Strangely enough, the Russians appear to be complying with the six-point cease-fire agreement that French President Nicolas Sarkozy brokered, though no one would know it by listening to the heated rhetoric now coming from Washington and its NATO allies. The agreement, which the French Ministry of Foreign Affairs has posted on its web site, allows Russian troops to remain in the breakaway regions of South Ossetia and Abkhazia. It specifies no limits on the number of troops or types of weapons the Russians may have. And, pending the establishment of "international mechanisms," it specifically permits the Russians "to implement additional security measures," such as the checkpoints the Russians have set up on Georgia's main highway.
Sarkozy now insists that Russia can implement these extra measures only in the immediate vicinity of the two provinces, while Western media have talked about a "security zone" on the Georgian side of the administrative borders of South Ossetia and Abkhazia. But none of this appears in the written agreement the Russians signed.
Even more to the point, the Russians never agreed in the cease-fire to maintain Georgia's "territorial integrity." As Sarkozy well knows, they explicitly rejected any such provision and have openly declared they would now support South Ossetia and Abkhazia in seceding from Georgia, just as the United States and most of Europe supported Kosovo in breaking away from Serbia.
None of this in any way justifies the way the Russians are lording it over Georgia, threatening Poland with nuclear annihilation, or threatening to rearm Cuba. They are, as I said, acting like jerks, and hurting their own cause, especially in Western Europe. But they are doing what they agreed to do, and in loudly proclaiming otherwise, NATO leaders seem determined to fire up a new cold war.
Adding fuel to the fire, most in the West ignore the role of Georgia's President Mikheil Saakashvili in provoking the Russian attack and continue to lionize him as the great democratic martyr of our age. He's not, and never was. Washington covertly staged his "Rose Revolution," and his great appeal to Georgian voters was primarily his ultra-nationalistic promise to put down any independence or autonomy for the Ossetians and Abkhazians. The current crisis stems directly from Washington's attempt to use this Georgian fervor against the Russians, and keeping the hotheaded Saakashvili as our man against Moscow simply keeps the pot boiling.
If democracy and self-determination are the goal, it would be smarter by far to call the Russians on their bluff as "liberators" and propose an internationally supervised referendum to ask the Ossetians and Abkhazians what they want. But, no. The Western Europeans continue to embrace Saakashvili, even as they put off making Georgia (or Ukraine) a full-fledged member of NATO. No one, either in Europe or the United States, wants to go to war to defend Georgia, not even John McCain, whose foreign policy adviser Randy Scheunemann was a paid lobbyist for the Georgians. But now that the cold war juices are flowing, very few - left or right - seem willing to step away from Saakashvili's grasp.
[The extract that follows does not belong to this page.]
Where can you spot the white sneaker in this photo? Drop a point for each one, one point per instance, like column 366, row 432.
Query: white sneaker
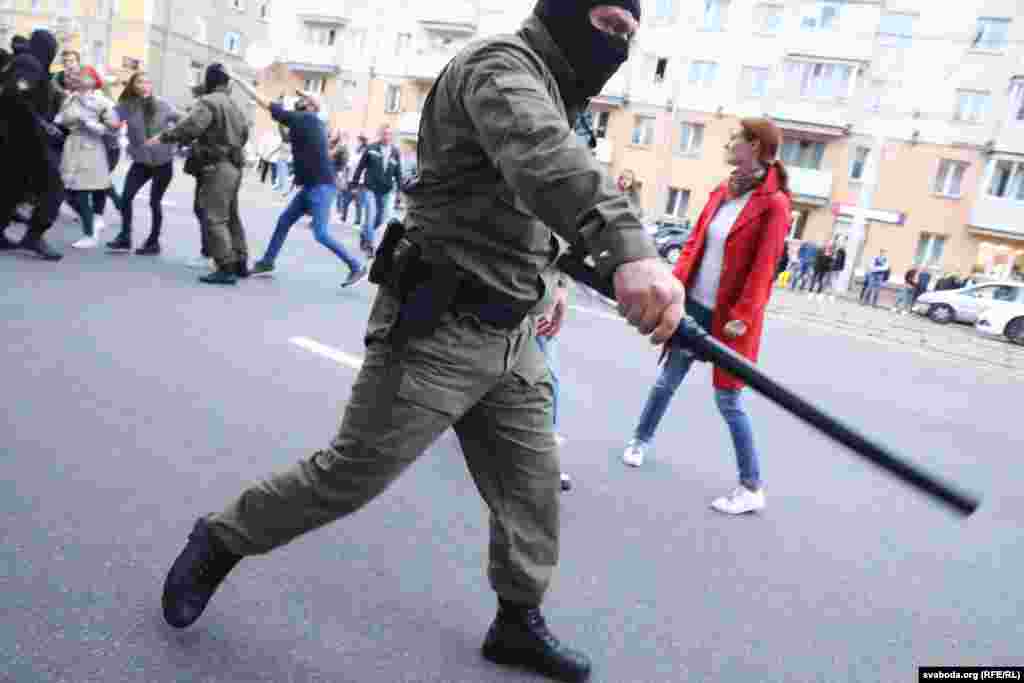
column 633, row 456
column 740, row 501
column 86, row 243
This is a particular problem for the Democrats, who are beginning their convention in Denver this week. Barack Obama, the presumptive presidential nominee, has called for costly social programs, from universal health care to the creation of new energy sources. But his vice-presidential pick, Joe Biden, has just returned from visiting Georgia as a guest of Saakashvili, and is pushing a $1 billion aid package for the Georgians. And that's just the first billion. If the United States leads NATO into a new cold war, the costs could be staggering, which will leave very little for "change we can believe in."
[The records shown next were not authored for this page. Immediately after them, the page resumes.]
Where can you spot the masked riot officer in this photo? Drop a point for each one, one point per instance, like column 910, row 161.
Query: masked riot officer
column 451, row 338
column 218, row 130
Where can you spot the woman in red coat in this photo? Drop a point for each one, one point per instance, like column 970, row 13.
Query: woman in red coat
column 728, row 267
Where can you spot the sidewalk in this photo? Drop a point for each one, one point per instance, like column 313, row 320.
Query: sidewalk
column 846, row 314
So far, I'm fairly pessimistic. Obama seems to have absorbed Biden's zeal for Saakashvili, and on the question of Georgia most of the Democratic Party now sounds like secondhand McSame. But there's always hope. If we can believe Mikhail Gorbachev, the Russians do not want a new cold war, and most Americans would clearly prefer health care to warfare. The question is whether American democracy and a new leader committed to change are strong enough for the popular will to prevail.